# First person to guess what this is...



## Bimini Twisted (Apr 17, 2005)

gets a big fat greenie from me! This was a crop from the main photo that I will post after the correct answer is given.

Rick


----------



## grayfish (Jul 31, 2005)

Hmm, Looks like some type of fungi Morel? are they ever white?. Or a pussywillow bloom


----------



## TroutSnatcher (Jun 27, 2005)

The white color is throwing me off... I would guess asparagus?


----------



## Bimini Twisted (Apr 17, 2005)

No sirs, keep guessin'!

A semi clue. It was taken in my front yard in League City this morning.


----------



## MattK (Feb 9, 2006)

Looks like a bud. I can't determine from what plant though. Could be magnolia (tulip) tree.


----------



## mastercylinder60 (Dec 18, 2005)

what? you couldn't make the picture any smaller and more out of focus than that, bimini? :smile:


----------



## Bimini Twisted (Apr 17, 2005)

MC, can't make it too easy, don't cha' know!

Keep at it folks.


----------



## mastercylinder60 (Dec 18, 2005)

Bimini Twisted said:


> MC, can't make it too easy, don't cha' know!

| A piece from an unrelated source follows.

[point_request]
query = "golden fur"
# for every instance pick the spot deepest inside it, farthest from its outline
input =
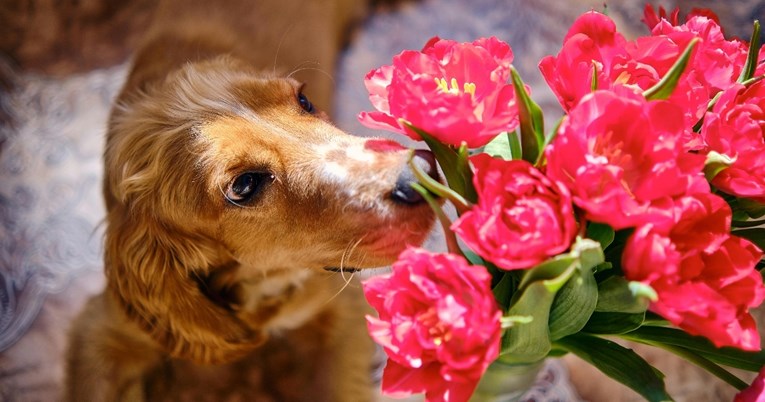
(208, 298)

okay. i say it's a bloom on a yucca-type plant.


----------



## Bimini Twisted (Apr 17, 2005)

Bloom is correct but the species is yet to be determined.

Another semi clue. This plant and springtime go hand in hand here in Texas.


----------



## MattK (Feb 9, 2006)

Pecan tree bloom?


----------



## Mrs Backlasher (Dec 19, 2004)

I almost can't see it at all. Need bigger glasses.

Is it a speck of dust magnified 7 million times?

Is it the aroura borealis (sp)?

Is it the root of a blade of grass?

Is it a feather from a bird that flew over last week?

Is it a speck of concrete from your driveway?

Is it a hair off a bald man? Oh, maybe it's dandruff.

Dangit! I give up.


----------



## Mrs Backlasher (Dec 19, 2004)

It must be some kind of leaf just beginning to grow. Maybe sycamore?

Oh, I forgot that I gave up already.


----------



## MattK (Feb 9, 2006)

Blue bonnet bloom?


----------



## Bimini Twisted (Apr 17, 2005)

*Ding Ding Ding, we have a winner.*



MattK said:


> Blue bonnet bloom?


It's rather odd that this plant even showed up as I have not had any of these bloom in 2 years. I would have never dreamed that a bluebonnet seed could still be viable after 2 years of dormancy.

Rick


----------



## my3peas (Jan 9, 2007)

yaaay! They're coming! I went out to Lake Somerville today with the family and they are sprouting up allover south of Brenham!


----------